Do you use the term ‘couture technique’? I’ve never really used it – in fact, I’m not exactly sure what one is! From blog reading and library books I have a general idea, but I am hesitant to use the term without knowing what the true definition is – and is there one?
These are my random thoughts and questions on the subject – they are not necessarily my opinion. I’m really interested in your thoughts, and hearing what you understand a ‘couture technique’ to be.
- The French word ‘couture’ translates into English as ‘sewing’, so is a couture technique simply a sewing technique? Why then are couture techniques considered in higher regard than ‘ordinary’ sewing techniques?
- In the French Haute Couture system much is sewn by hand – does this mean a couture technique is one that is only sewn by hand? I’m not sure this is correct, as a quick glance at several couture technique sewing books (like the ones above!) reveals that a lot is done by machine, and some techniques are very basic. Is any technique used in Haute Couture a ‘couture technique’ – including sewing on a button?

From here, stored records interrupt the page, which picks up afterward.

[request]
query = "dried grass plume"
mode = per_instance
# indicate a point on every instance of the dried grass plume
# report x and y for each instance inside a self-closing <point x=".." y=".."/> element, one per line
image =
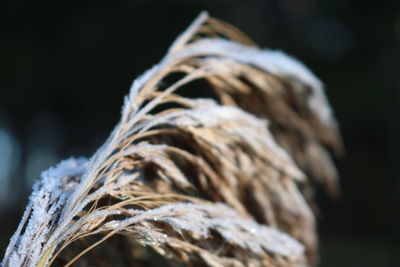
<point x="225" y="181"/>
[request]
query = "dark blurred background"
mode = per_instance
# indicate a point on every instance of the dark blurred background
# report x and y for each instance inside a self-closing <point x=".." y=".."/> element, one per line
<point x="65" y="66"/>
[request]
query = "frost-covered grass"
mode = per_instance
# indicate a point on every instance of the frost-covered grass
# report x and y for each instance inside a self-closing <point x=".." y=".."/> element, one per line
<point x="222" y="182"/>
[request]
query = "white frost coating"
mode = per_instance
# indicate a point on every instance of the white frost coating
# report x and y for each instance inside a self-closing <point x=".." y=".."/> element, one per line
<point x="47" y="199"/>
<point x="274" y="62"/>
<point x="201" y="218"/>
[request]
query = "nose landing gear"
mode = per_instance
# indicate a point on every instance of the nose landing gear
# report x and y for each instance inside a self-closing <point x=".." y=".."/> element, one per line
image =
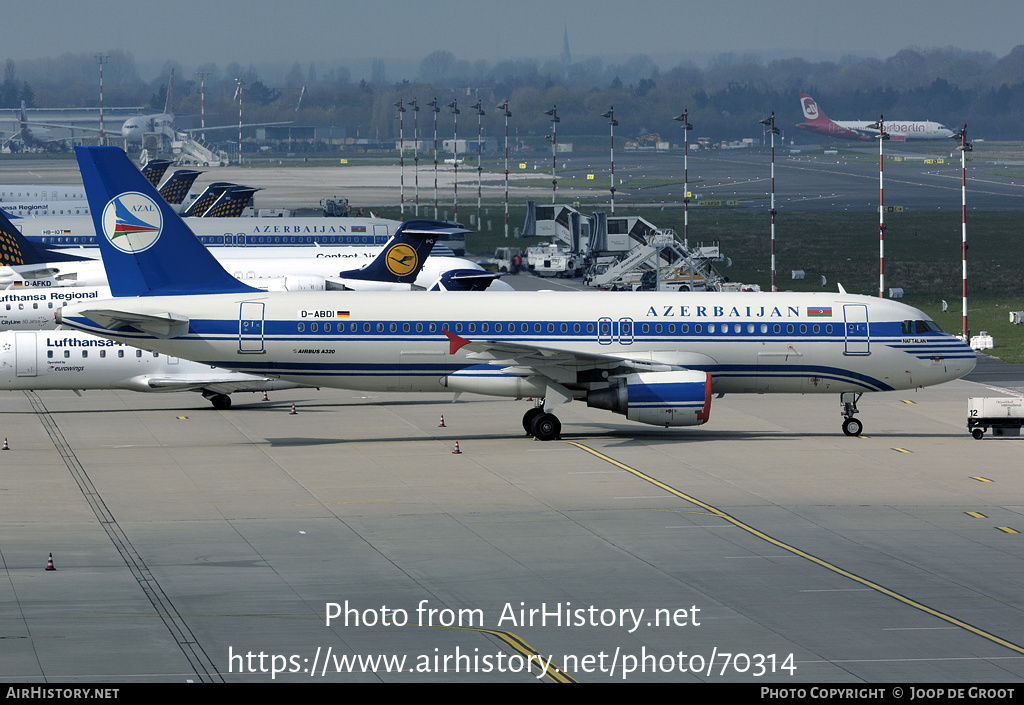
<point x="851" y="425"/>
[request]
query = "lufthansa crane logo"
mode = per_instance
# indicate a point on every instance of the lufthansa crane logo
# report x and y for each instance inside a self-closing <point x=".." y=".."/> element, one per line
<point x="401" y="259"/>
<point x="132" y="222"/>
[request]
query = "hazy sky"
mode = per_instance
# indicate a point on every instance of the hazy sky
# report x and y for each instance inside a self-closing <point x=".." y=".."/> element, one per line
<point x="270" y="31"/>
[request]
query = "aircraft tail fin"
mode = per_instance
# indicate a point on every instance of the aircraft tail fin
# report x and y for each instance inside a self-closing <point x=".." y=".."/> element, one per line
<point x="206" y="199"/>
<point x="403" y="255"/>
<point x="464" y="280"/>
<point x="15" y="250"/>
<point x="176" y="188"/>
<point x="154" y="170"/>
<point x="231" y="203"/>
<point x="147" y="250"/>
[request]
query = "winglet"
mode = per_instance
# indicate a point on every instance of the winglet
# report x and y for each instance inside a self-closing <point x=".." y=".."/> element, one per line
<point x="457" y="342"/>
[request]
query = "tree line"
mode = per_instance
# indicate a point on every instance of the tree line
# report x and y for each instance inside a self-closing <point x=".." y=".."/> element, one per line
<point x="725" y="99"/>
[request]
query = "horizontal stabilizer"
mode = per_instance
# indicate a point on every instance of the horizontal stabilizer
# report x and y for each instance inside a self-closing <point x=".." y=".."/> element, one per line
<point x="162" y="325"/>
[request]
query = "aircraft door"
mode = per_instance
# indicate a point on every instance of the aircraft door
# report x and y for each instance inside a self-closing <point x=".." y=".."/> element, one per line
<point x="857" y="336"/>
<point x="626" y="331"/>
<point x="251" y="327"/>
<point x="25" y="354"/>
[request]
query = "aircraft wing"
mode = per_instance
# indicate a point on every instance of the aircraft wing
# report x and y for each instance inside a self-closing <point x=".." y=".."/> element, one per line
<point x="561" y="365"/>
<point x="220" y="381"/>
<point x="162" y="325"/>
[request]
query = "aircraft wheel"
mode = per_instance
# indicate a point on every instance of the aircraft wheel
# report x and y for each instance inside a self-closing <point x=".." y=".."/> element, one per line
<point x="220" y="402"/>
<point x="547" y="427"/>
<point x="527" y="419"/>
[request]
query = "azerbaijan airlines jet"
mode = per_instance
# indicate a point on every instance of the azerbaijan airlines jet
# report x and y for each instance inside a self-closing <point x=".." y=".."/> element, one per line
<point x="655" y="358"/>
<point x="899" y="130"/>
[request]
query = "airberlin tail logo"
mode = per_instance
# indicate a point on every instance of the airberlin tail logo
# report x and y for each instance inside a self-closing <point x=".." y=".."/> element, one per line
<point x="810" y="108"/>
<point x="132" y="222"/>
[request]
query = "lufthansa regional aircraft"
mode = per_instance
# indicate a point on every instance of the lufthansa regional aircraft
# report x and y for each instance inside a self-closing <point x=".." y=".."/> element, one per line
<point x="899" y="130"/>
<point x="655" y="358"/>
<point x="68" y="360"/>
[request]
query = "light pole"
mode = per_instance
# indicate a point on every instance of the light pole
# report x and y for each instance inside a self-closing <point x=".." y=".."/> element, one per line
<point x="238" y="93"/>
<point x="610" y="115"/>
<point x="455" y="154"/>
<point x="102" y="136"/>
<point x="883" y="135"/>
<point x="553" y="113"/>
<point x="504" y="108"/>
<point x="686" y="126"/>
<point x="479" y="168"/>
<point x="416" y="151"/>
<point x="435" y="110"/>
<point x="401" y="156"/>
<point x="770" y="123"/>
<point x="202" y="104"/>
<point x="964" y="148"/>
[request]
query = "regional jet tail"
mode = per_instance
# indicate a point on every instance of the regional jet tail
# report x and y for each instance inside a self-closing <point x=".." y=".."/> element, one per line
<point x="655" y="358"/>
<point x="77" y="362"/>
<point x="19" y="255"/>
<point x="899" y="130"/>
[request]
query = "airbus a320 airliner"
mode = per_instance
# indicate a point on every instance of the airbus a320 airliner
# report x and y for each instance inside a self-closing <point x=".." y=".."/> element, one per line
<point x="655" y="358"/>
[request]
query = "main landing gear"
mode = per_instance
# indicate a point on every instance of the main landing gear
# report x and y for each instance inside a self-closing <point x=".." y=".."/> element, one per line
<point x="541" y="424"/>
<point x="219" y="402"/>
<point x="851" y="425"/>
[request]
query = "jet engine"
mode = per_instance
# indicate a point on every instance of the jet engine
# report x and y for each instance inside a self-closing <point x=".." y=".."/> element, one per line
<point x="660" y="399"/>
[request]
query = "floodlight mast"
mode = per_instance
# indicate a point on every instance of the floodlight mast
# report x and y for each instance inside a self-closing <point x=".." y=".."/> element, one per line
<point x="770" y="123"/>
<point x="416" y="151"/>
<point x="454" y="106"/>
<point x="882" y="137"/>
<point x="435" y="110"/>
<point x="401" y="156"/>
<point x="610" y="115"/>
<point x="554" y="142"/>
<point x="964" y="148"/>
<point x="686" y="126"/>
<point x="504" y="108"/>
<point x="479" y="168"/>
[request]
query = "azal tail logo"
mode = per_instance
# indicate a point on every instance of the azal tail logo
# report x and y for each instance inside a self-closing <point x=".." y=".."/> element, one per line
<point x="132" y="222"/>
<point x="401" y="259"/>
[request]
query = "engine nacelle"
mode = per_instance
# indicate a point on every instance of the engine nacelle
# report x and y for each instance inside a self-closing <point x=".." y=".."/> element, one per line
<point x="486" y="379"/>
<point x="660" y="399"/>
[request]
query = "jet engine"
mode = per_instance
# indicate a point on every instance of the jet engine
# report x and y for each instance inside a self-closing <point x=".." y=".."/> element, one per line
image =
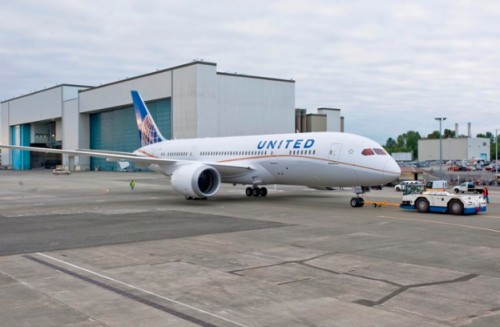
<point x="196" y="180"/>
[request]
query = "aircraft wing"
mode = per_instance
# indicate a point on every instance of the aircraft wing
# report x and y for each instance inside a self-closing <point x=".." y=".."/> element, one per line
<point x="223" y="168"/>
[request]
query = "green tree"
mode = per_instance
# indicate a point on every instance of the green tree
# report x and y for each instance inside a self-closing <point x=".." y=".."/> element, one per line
<point x="433" y="135"/>
<point x="406" y="142"/>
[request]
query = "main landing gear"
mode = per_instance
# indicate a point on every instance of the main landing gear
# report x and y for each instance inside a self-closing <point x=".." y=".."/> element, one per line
<point x="256" y="191"/>
<point x="358" y="201"/>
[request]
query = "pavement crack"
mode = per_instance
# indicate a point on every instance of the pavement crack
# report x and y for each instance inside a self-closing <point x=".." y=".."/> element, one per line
<point x="407" y="287"/>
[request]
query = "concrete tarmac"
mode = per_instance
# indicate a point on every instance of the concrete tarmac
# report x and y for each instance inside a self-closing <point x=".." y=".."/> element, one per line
<point x="86" y="250"/>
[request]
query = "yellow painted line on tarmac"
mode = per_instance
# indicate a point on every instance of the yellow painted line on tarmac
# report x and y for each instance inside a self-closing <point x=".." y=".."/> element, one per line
<point x="441" y="223"/>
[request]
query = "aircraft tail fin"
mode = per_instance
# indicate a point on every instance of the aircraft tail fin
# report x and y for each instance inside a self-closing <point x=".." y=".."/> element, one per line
<point x="148" y="131"/>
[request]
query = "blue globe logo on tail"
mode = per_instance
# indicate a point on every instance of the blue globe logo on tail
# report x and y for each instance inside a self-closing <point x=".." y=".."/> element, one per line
<point x="148" y="131"/>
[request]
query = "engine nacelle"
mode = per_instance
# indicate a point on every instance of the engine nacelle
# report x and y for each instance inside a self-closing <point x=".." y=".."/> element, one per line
<point x="196" y="180"/>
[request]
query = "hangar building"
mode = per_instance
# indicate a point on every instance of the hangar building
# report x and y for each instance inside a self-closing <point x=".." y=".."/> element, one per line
<point x="187" y="101"/>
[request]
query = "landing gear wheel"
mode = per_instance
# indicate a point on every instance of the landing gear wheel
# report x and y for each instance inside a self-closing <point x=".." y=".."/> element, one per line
<point x="422" y="205"/>
<point x="456" y="207"/>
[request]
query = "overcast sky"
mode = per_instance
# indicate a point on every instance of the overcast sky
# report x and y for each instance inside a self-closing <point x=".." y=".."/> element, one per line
<point x="391" y="66"/>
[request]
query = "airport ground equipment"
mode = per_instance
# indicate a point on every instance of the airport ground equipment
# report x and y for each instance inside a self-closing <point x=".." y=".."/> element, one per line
<point x="444" y="202"/>
<point x="468" y="187"/>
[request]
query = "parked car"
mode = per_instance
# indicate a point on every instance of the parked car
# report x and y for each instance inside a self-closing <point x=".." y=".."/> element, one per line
<point x="61" y="171"/>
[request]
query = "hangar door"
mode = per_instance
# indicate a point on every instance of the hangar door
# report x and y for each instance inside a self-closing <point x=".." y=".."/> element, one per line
<point x="116" y="130"/>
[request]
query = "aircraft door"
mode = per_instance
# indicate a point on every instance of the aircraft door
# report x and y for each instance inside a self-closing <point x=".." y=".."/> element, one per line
<point x="334" y="155"/>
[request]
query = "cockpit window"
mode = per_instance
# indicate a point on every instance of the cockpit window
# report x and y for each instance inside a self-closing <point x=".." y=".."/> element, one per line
<point x="380" y="151"/>
<point x="367" y="152"/>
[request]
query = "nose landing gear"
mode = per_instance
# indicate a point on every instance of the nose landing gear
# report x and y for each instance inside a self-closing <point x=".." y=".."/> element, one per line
<point x="256" y="191"/>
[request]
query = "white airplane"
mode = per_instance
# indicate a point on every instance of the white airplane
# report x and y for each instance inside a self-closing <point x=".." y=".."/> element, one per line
<point x="197" y="167"/>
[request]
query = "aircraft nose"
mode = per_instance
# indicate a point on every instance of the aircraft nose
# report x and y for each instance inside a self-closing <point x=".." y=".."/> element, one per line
<point x="392" y="169"/>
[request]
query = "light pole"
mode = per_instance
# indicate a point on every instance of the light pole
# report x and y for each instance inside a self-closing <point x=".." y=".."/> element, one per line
<point x="440" y="119"/>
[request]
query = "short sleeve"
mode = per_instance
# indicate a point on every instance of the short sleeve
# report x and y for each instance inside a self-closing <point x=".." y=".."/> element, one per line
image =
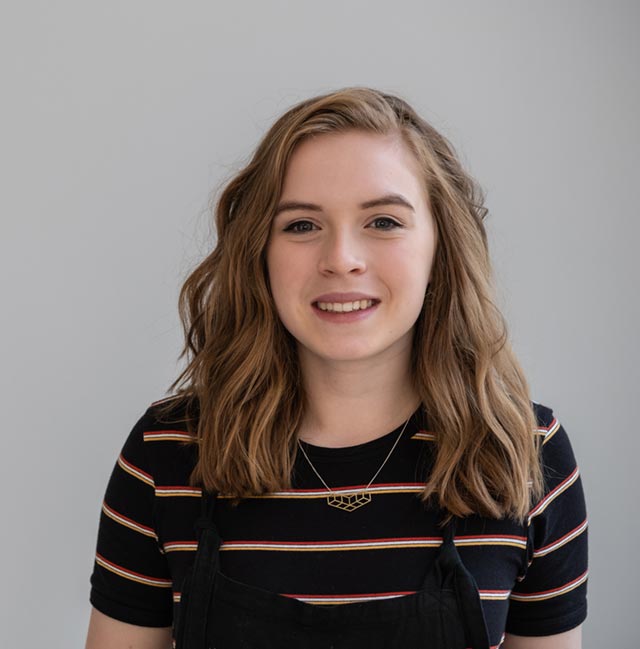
<point x="551" y="596"/>
<point x="131" y="580"/>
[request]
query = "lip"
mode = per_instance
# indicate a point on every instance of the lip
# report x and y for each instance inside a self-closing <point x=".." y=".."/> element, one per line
<point x="344" y="317"/>
<point x="344" y="297"/>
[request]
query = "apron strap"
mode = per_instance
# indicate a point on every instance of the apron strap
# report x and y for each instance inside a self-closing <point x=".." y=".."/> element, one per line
<point x="200" y="585"/>
<point x="451" y="572"/>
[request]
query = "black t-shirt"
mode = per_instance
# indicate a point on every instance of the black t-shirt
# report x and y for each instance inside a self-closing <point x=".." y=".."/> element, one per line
<point x="531" y="577"/>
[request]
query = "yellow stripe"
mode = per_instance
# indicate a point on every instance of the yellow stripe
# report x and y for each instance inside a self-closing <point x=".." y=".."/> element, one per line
<point x="135" y="474"/>
<point x="121" y="572"/>
<point x="137" y="528"/>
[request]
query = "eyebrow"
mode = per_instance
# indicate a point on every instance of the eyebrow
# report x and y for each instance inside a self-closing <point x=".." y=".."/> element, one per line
<point x="387" y="199"/>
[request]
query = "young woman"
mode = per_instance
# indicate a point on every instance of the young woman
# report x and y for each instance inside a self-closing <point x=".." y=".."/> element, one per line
<point x="351" y="457"/>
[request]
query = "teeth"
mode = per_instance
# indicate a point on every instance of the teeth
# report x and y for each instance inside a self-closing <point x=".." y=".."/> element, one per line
<point x="344" y="307"/>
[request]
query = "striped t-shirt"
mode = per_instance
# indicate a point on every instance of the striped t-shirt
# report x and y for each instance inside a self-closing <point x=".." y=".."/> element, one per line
<point x="531" y="577"/>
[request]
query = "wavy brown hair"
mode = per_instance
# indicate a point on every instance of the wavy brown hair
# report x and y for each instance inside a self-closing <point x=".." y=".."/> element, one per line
<point x="242" y="385"/>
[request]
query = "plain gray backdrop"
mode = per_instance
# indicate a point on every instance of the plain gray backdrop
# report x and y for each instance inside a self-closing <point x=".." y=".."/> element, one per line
<point x="120" y="120"/>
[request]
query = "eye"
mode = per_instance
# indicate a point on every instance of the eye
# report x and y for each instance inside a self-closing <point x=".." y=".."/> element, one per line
<point x="392" y="224"/>
<point x="293" y="227"/>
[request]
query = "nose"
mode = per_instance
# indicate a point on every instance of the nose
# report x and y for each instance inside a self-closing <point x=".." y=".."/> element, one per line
<point x="341" y="253"/>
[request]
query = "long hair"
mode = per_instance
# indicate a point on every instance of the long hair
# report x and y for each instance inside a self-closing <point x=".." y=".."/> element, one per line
<point x="242" y="384"/>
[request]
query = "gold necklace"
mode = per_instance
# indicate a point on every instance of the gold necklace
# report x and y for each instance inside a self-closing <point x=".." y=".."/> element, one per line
<point x="351" y="502"/>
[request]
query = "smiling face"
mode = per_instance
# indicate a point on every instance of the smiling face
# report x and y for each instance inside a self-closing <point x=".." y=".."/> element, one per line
<point x="333" y="241"/>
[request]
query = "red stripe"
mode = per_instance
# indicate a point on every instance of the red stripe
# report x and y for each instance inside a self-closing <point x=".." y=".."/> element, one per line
<point x="553" y="491"/>
<point x="135" y="468"/>
<point x="131" y="572"/>
<point x="375" y="484"/>
<point x="299" y="543"/>
<point x="126" y="518"/>
<point x="561" y="538"/>
<point x="554" y="590"/>
<point x="554" y="421"/>
<point x="357" y="595"/>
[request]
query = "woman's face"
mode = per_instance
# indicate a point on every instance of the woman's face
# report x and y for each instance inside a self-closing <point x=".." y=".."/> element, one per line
<point x="330" y="244"/>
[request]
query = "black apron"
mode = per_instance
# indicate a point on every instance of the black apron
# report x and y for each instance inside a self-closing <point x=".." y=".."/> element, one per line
<point x="217" y="612"/>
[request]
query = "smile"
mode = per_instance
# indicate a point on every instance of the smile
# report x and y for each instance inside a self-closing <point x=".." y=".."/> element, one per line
<point x="345" y="307"/>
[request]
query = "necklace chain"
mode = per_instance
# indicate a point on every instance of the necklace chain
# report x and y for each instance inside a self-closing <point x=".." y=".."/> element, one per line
<point x="352" y="502"/>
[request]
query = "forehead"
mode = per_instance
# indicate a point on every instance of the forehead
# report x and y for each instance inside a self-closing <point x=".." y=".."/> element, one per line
<point x="354" y="165"/>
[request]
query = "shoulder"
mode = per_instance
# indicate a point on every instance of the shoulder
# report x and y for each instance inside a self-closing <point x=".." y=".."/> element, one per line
<point x="160" y="448"/>
<point x="556" y="451"/>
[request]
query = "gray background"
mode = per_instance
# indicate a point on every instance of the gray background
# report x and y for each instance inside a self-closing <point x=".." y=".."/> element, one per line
<point x="120" y="119"/>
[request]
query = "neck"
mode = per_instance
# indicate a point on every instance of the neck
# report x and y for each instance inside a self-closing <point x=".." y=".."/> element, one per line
<point x="352" y="403"/>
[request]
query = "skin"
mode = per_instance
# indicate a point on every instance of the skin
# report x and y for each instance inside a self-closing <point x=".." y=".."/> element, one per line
<point x="356" y="375"/>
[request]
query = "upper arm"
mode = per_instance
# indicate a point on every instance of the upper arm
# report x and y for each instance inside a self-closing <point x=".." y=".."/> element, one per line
<point x="108" y="633"/>
<point x="568" y="640"/>
<point x="549" y="599"/>
<point x="131" y="580"/>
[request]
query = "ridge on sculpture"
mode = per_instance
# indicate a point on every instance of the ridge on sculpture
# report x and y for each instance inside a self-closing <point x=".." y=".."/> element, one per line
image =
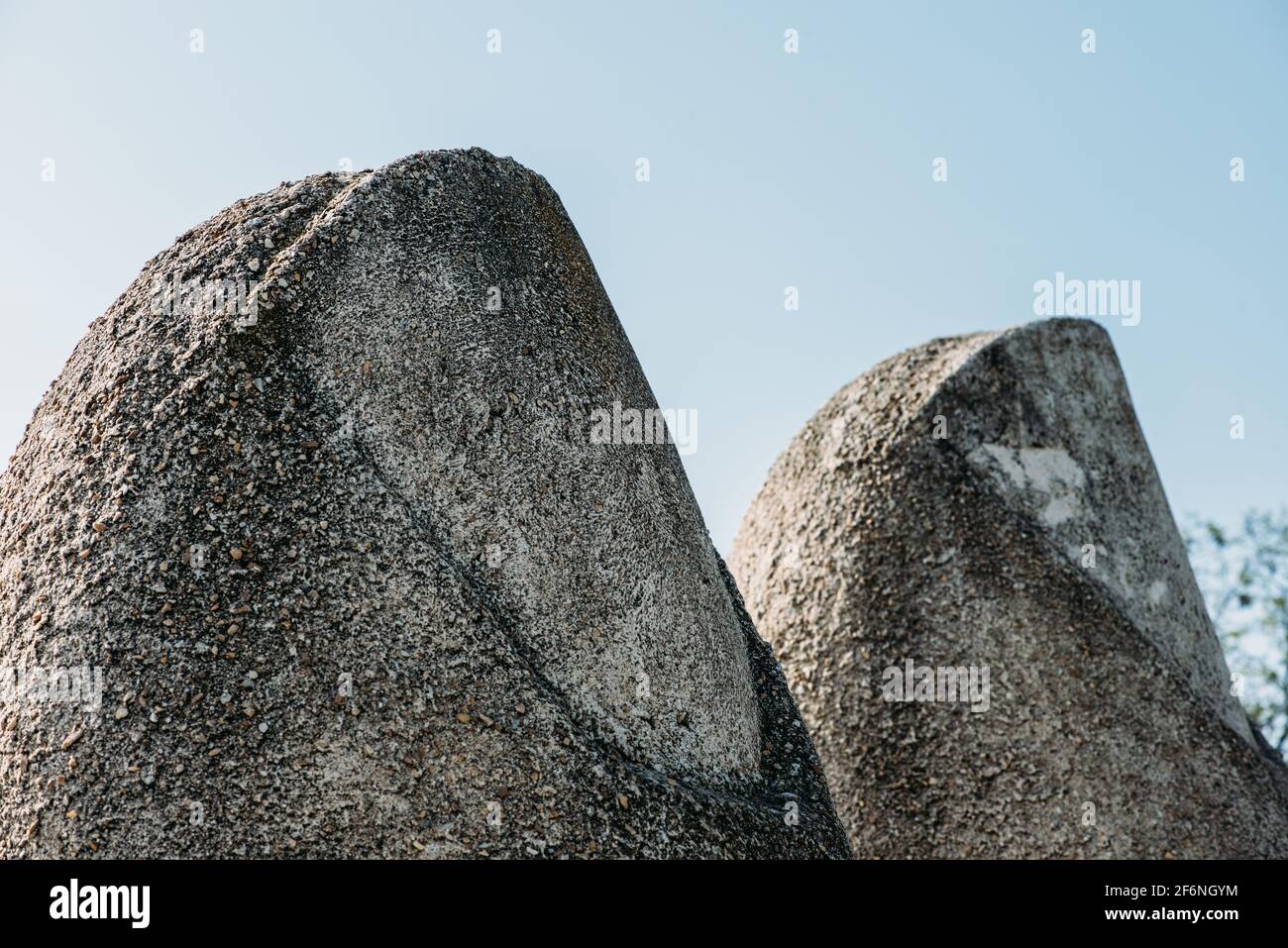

- Is a couture technique used only in custom made or made to measure garments? When I designed custom bridal, I altered my usual construction order so fittings and adjustments could be more easily made, and due to the nature of the garments I underlined more, used more boning, horsehair and net, and with all that lace and beading there was definitely more hand-sewing! But does that make all these techniques couture, when a ready-to-wear gown could be made in much the same way?
- Is a couture technique the ‘best‘ method? I personally think that there are many ‘best methods’ rather than a single one – and a good designer will have a wide variety of techniques in their arsenal and choose the most appropriate for a particular situation. Sometimes the best method for a hem might be a blind herringbone stitch, sometimes it might be just gluing it!
- Is a couture technique an advanced technique? If so, at what point does a technique become advanced? Who decides this?
- Is a couture technique one used when time is no object? In other words, cost is no object too!
- Is it simply a case of sticking a French word in front to appeal to our inner snob. Sort of like saying ‘faux leather’, when fake leather will do. Maybe it is a handy marketing ploy to imply prestige, sell more product, fancy tools, or books on secret sewing methods?
- I seem to come across the term mostly in an American context – is ‘couture technique’ an American term, and not really used elsewhere in the world?
These are all thoughts I’ve had as I try to come to a definition, and I’m really interested to hear your opinions! What is it that really separates a couture technique from an ordinary sewing technique? What exactly does the term mean to you?